I have been unusually fortunate in meeting and working with some of the outstanding figures of the human rights movement. In that luminous constellation, no star shines brighter than Justice Ruth Bader Ginsburg. Unfortunately, for all of us, today and probably for some time to come, she will have to be one of the great dissenters, joining the first Justice Harlan, Holmes, Brandeis, and Thurgood Marshall. But happily, she has not only written some of the most important and powerful dissents of our time, she was and remains the most successful advocate for women’s constitutional and legal rights in our history, joining Elizabeth Cady Stanton and Susan B. Anthony in the women’s rights pantheon. Unlike Stanton and Anthony, however, she has also fought for racial and many other forms of justice. Her dissent in the Shelby County case, the decision that gutted the most important and effective feature of the Voting Rights Act of 1965 eviscerated the majority opinion and provided the English language with one of its most vivid analogies:
Throwing out preclearance—[the most important part of the Act]—when it has worked and is continuing to work to stop discriminatory changes, is like throwing away your umbrella in a rainstorm because you are not getting wet.1Shelby County v. Holder, 570 U.S. 529, 590 (2013) (Ginsburg, J., dissenting).

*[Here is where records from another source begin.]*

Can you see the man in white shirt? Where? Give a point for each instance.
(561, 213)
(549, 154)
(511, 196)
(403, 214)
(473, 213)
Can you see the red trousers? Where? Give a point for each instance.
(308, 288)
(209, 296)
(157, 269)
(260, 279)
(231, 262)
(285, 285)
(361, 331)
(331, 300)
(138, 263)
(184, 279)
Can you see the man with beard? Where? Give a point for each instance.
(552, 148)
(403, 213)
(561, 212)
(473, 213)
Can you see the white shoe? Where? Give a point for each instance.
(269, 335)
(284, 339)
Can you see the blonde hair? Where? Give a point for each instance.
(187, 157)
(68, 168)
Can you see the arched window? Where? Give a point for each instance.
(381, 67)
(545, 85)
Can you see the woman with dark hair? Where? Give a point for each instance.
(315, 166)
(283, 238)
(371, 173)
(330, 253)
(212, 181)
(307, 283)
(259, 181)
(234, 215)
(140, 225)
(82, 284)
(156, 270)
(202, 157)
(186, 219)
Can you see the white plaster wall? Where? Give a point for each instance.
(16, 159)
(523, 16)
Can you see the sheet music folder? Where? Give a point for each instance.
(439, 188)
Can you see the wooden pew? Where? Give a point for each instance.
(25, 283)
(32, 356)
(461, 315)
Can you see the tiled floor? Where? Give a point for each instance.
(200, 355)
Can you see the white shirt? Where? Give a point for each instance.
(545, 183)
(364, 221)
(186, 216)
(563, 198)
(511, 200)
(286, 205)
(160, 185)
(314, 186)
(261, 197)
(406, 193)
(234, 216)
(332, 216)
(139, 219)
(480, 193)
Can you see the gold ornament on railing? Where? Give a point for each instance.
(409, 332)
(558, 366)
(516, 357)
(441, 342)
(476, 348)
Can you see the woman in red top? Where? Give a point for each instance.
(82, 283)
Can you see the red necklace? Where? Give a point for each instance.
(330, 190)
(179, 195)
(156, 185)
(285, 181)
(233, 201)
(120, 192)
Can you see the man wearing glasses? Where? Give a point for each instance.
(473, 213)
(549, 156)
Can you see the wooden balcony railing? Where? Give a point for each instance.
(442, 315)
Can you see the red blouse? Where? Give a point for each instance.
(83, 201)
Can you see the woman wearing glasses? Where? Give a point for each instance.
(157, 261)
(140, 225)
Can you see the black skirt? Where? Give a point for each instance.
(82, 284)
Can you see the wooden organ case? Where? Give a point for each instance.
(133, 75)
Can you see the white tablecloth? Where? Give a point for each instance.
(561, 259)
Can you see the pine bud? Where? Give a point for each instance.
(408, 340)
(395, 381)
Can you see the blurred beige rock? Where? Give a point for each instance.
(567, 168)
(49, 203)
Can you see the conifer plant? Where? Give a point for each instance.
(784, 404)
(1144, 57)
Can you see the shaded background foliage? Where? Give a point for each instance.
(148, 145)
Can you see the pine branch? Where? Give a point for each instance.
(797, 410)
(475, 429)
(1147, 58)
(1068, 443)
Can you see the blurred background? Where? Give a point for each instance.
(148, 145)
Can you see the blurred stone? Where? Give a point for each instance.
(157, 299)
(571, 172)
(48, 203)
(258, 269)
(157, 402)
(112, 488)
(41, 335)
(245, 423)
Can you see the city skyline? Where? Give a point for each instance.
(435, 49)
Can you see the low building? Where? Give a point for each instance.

And how great a rainstorm it was became clear within just a few hours after that decision came down, when Texas immediately revived a restrictive voter ID law that had earlier been found unconstitutional under the Voting Rights Act.
On a more personal note, I also want to take this occasion to thank you for the meetings in your chambers with some of the Fellows in the [Herman Schwartz US/] Israel Human Rights program. They have often cited those meetings with you as one of the high points in their time in our country.